White was among the participants at Friday's
Independent Living Conference. The event — put on by the Department of
Social Services — brought together many of the youth in statewide foster
care along with foster parents and case workers. For many of those
youth, it was a time to look forward — for White, a time to look back.
The 19-year-old C.A. Johnson High School graduate
spent 16 years in some form of foster care or another.

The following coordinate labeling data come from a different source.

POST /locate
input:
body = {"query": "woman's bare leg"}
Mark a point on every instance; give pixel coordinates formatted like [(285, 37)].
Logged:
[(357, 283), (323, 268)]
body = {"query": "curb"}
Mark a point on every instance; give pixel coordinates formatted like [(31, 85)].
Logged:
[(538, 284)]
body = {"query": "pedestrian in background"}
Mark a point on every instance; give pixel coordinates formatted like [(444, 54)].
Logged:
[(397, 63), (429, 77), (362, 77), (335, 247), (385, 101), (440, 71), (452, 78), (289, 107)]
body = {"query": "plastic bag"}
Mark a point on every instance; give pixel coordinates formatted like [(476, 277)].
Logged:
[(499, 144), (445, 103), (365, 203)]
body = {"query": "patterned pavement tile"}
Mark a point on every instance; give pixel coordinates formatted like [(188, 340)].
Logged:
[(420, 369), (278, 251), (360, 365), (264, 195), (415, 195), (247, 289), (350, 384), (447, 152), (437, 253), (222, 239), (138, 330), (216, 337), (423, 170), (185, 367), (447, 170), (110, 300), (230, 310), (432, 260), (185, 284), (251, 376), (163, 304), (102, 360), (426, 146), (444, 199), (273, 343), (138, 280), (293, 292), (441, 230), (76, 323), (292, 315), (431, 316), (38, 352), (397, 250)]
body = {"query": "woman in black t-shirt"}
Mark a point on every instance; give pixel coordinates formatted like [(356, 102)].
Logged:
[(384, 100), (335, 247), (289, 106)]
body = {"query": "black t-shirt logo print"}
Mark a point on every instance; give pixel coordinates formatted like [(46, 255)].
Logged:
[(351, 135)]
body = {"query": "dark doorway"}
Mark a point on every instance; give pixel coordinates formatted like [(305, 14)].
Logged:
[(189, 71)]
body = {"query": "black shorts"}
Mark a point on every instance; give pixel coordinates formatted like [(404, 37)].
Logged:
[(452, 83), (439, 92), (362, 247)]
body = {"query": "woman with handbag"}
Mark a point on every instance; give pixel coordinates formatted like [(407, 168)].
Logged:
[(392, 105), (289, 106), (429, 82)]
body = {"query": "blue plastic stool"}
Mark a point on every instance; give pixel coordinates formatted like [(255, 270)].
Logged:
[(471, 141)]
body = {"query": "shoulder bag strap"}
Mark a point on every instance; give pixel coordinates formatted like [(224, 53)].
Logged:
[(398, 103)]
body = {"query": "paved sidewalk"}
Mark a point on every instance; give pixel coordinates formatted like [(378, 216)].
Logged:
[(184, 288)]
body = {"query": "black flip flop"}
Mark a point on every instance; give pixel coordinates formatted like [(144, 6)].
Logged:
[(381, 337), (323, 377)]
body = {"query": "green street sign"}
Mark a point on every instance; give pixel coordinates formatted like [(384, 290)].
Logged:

He's now a
bartender at a Charleston country club, but on Friday he joined others
serving up encouragement for those now in foster care once they leave
"the system."
Participants got some well-received words of wisdom
from a very notable former foster child as actress Victoria Rowell
shared some experiences from her 18 years in foster care.
The Columbia Urban League had worked for nearly a year
to bring the soap opera and prime time star to Columbia after Urban
League president, James T. McLawhorn Jr., and some staff members met
Rowell in Los Angeles and learned of her mutual involvement in foster
care.
"I'm not going to sit up here and say it was pleasant
all the time because it wasn't," Rowell told the 400-plus at Friday's
gathering. "But I think a lot of times we think that no one really
cares, but people really do."
Teresa Kizer is one of those people.
The child care provider for Palmetto Place home in
Columbia brought along several of her students to the conference, hoping
to help prepare them for what's ahead. "I hope they will be able to
receive the tools they need once they are out of the system," Kizer
said.
Mary Williams, DSS' director of human resources, says
if past results are any indication, they will. Williams noted that many
of those formerly in the state's foster care system had gone on to
finish college, find meaningful employment and own their own businesses.
"It's just achieving their dreams," she said.